Investment in global data centres is set to reach an impressive $1.6 trillion by 2030, highlighting a significant shift in the technology landscape. A recent report from Omdia predicts that major tech firms will allocate over $600 billion towards artificial intelligence capital expenditure in 2026 alone, signalling a robust commitment to advancing AI infrastructure.
This surge in funding indicates that the AI Factory market has surpassed a critical threshold, evolving into a model that demands substantial capital, navigates geopolitical influences, and tackles intricate engineering challenges. Omdia defines the AI Factory as a specialised facility focused on producing intelligence, with tokens serving as the primary output.
The transformation of data centres is profound; they are no longer merely support systems for businesses but are evolving into digital manufacturing hubs that generate high-value intelligence. These centres are adopting a four-layer architecture encompassing physical and energy infrastructure, network fabrics and hardware, virtualisation orchestration, and a Model as a Service ecosystem.

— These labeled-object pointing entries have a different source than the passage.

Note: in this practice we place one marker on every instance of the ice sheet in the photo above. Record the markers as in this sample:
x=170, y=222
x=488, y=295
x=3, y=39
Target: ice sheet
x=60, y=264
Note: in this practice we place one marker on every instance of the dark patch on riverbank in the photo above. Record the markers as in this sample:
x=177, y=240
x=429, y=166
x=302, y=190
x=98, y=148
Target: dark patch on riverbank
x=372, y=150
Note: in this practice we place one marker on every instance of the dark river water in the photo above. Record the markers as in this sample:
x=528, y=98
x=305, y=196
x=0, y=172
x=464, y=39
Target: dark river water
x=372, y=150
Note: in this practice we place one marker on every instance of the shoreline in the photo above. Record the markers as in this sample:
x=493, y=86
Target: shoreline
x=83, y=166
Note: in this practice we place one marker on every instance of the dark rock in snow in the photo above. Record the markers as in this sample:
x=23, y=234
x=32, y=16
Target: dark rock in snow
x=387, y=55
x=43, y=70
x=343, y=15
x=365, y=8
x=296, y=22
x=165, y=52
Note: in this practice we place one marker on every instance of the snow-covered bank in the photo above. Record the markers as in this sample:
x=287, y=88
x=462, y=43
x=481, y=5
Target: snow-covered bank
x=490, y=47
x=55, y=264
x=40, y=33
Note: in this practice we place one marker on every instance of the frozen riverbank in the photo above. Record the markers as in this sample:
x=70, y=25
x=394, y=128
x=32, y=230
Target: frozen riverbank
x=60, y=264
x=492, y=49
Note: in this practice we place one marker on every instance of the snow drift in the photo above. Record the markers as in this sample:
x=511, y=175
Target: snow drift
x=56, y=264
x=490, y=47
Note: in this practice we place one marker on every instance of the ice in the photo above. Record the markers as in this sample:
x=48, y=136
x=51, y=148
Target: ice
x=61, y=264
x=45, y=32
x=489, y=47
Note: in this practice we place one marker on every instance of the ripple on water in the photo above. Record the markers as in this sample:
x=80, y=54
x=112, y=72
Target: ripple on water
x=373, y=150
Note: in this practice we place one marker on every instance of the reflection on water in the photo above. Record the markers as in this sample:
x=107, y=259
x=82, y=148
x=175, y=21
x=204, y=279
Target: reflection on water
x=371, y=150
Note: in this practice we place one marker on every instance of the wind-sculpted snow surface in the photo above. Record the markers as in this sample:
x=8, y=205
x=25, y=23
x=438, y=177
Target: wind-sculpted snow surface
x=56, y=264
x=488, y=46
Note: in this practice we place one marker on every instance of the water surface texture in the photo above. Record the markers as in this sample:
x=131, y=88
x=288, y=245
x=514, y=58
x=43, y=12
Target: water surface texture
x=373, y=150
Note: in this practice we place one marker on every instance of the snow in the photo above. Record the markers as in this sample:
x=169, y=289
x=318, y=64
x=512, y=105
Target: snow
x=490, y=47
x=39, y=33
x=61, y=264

The current market landscape is diverse, featuring four distinct solution paradigms, including public cloud hyperscalers, compute-native specialists, private foundation providers, and regional infrastructure operators. A recent survey of over 200 businesses highlighted critical challenges in the industry, such as lengthy time-to-market, digital sovereignty, talent shortages, and systemic engineering complexity.
As the industry pivots away from compute hoarding amid the Zombie GPU effect—where expensive processors remain idle during I/O wait times—evaluation benchmarks are being redefined. Emphasis is now placed on Time-to-First-Token and vector retrieval speed, with studies revealing a 12-times improvement in indexing speed and up to a 75% reduction in compute costs.

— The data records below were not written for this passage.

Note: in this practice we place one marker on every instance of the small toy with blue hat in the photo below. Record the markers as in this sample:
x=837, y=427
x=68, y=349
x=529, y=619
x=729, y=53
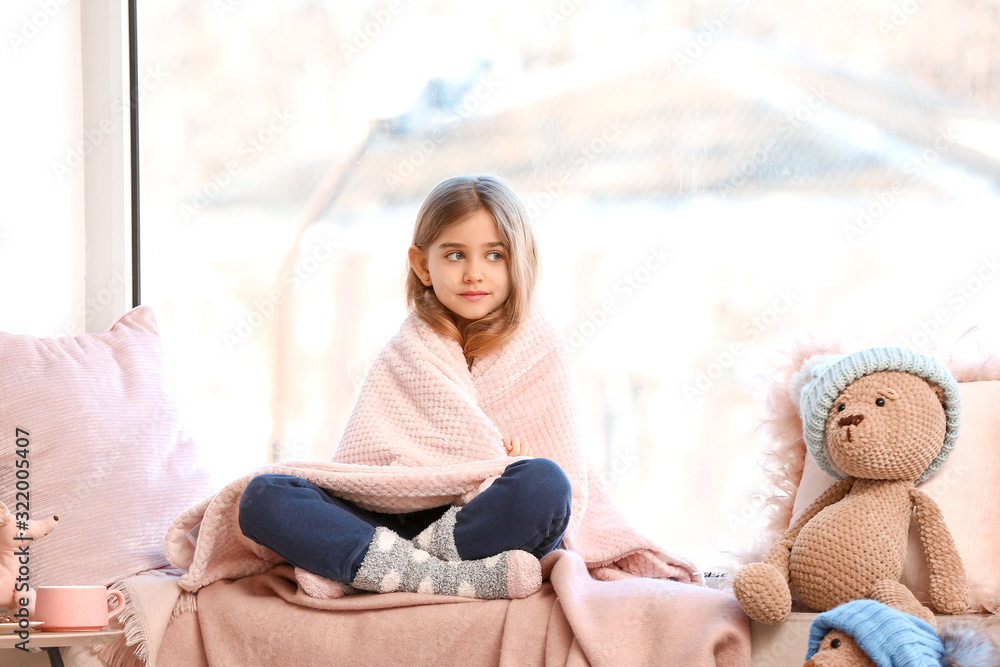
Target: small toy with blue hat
x=863, y=633
x=881, y=421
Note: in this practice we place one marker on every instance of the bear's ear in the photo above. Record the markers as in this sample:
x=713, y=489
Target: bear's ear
x=937, y=390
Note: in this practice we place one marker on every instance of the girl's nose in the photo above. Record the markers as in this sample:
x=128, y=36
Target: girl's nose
x=473, y=274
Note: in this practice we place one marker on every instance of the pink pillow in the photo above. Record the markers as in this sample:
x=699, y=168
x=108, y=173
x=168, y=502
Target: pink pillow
x=967, y=489
x=106, y=451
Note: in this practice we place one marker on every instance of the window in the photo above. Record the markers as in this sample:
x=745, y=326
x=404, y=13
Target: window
x=702, y=178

Hyperscalers are adeptly balancing agility with sovereignty by offering fully integrated physical units while allowing for hardware and software decoupling. Rack power density has seen a remarkable increase, soaring from 10-15 kW in 2024 to as high as 250 kW by June 12, 2026, as workloads transition from proof-of-concept to production-grade deployments.
Companies like Nebius and Sensetime are redefining their business models, evolving from basic hardware leasing to a Model as a Service framework. Sensetime, in particular, is adopting an integrated strategy that encompasses infrastructure, software, and energy management, thereby enhancing control over computing resources.

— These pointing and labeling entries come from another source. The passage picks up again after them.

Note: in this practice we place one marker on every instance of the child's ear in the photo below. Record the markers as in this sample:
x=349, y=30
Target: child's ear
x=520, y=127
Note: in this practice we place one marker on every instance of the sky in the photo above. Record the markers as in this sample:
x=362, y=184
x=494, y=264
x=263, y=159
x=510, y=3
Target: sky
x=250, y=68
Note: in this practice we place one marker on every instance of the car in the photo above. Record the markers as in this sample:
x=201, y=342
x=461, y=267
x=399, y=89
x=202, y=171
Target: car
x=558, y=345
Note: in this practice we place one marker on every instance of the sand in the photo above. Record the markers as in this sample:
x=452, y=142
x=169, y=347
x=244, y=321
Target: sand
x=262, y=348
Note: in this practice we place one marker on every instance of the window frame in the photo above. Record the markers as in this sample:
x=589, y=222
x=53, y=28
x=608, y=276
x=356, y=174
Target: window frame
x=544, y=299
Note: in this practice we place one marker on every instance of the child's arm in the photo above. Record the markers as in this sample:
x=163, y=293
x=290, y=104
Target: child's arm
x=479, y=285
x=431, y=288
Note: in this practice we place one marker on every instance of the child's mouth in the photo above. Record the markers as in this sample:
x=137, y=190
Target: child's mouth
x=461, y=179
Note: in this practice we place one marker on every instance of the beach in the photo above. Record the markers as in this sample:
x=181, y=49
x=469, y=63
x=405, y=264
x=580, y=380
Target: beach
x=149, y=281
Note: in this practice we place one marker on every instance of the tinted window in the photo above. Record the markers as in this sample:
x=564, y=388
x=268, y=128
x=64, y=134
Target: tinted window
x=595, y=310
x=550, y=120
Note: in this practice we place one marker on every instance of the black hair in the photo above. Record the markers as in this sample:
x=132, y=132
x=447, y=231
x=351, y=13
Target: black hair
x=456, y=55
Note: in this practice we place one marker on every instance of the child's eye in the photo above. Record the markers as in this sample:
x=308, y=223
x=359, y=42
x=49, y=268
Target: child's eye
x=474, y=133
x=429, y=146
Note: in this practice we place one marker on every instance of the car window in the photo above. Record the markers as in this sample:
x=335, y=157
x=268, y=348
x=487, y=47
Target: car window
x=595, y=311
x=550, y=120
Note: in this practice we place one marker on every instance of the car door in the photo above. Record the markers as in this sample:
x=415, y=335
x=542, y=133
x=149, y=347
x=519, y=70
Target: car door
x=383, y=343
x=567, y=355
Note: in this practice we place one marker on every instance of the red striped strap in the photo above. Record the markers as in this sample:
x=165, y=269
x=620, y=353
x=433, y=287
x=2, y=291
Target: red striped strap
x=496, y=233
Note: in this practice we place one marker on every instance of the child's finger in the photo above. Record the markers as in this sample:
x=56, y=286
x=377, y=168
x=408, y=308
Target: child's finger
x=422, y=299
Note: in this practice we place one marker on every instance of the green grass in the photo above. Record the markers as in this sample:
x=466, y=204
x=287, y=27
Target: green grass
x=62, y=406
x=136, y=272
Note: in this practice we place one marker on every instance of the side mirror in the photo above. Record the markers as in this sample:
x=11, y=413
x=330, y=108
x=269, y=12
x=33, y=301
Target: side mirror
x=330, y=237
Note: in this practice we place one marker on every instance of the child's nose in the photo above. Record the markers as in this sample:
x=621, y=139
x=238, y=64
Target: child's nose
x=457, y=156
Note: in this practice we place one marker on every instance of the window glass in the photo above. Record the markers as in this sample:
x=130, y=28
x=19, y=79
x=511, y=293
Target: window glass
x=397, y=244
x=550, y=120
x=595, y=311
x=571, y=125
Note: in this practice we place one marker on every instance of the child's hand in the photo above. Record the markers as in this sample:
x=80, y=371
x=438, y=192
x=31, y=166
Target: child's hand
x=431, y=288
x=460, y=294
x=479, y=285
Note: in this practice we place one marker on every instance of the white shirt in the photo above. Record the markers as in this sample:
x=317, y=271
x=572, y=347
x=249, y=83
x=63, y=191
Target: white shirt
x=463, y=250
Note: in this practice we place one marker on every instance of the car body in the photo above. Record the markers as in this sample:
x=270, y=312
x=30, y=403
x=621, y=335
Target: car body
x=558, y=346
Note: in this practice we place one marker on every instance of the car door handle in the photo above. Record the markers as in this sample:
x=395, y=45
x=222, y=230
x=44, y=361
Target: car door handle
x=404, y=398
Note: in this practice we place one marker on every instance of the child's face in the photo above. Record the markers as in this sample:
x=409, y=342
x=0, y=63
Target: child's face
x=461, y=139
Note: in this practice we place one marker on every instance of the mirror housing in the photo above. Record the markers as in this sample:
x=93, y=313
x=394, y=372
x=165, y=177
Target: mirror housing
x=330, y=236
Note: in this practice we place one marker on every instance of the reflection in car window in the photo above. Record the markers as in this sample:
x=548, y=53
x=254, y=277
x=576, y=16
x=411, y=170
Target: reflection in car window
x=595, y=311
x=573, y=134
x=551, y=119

Value capture is increasingly concentrated among vertical integrators and domain operators, who leverage long-term data governance and legacy system integration. Inspur Cloud is actively pursuing a strategy that blends heavy-asset infrastructure with specialised operations, expediting the journey towards full AI industrialisation.
New regulatory frameworks, such as the EU AI Act, are compelling organisations to maintain sensitive information within isolated facilities. This shift has elevated regional operators like G42 from traditional infrastructure landlords to crucial physical gatekeepers of national data.
According to Raymond Zhan, Senior Principal Analyst for Cloud and AI at Omdia, “Future competition will no longer be defined by model parameters or GPU counts, but by a comprehensive contest of energy, liquid cooling, chips, autonomous software stacks, sovereign compliance, and long-term capital endurance.” He further notes that for enterprise clients, the landscape of AI factory providers is not one-size-fits-all; choices must be tailored to align with actual business scale and the balance between steady-state and innovative workloads.
Omdia anticipates that the years 2026 and 2027 will be pivotal for the expansion of data centres, with regional and industrial operations expected to emerge as the most reliable growth sectors over the next five years.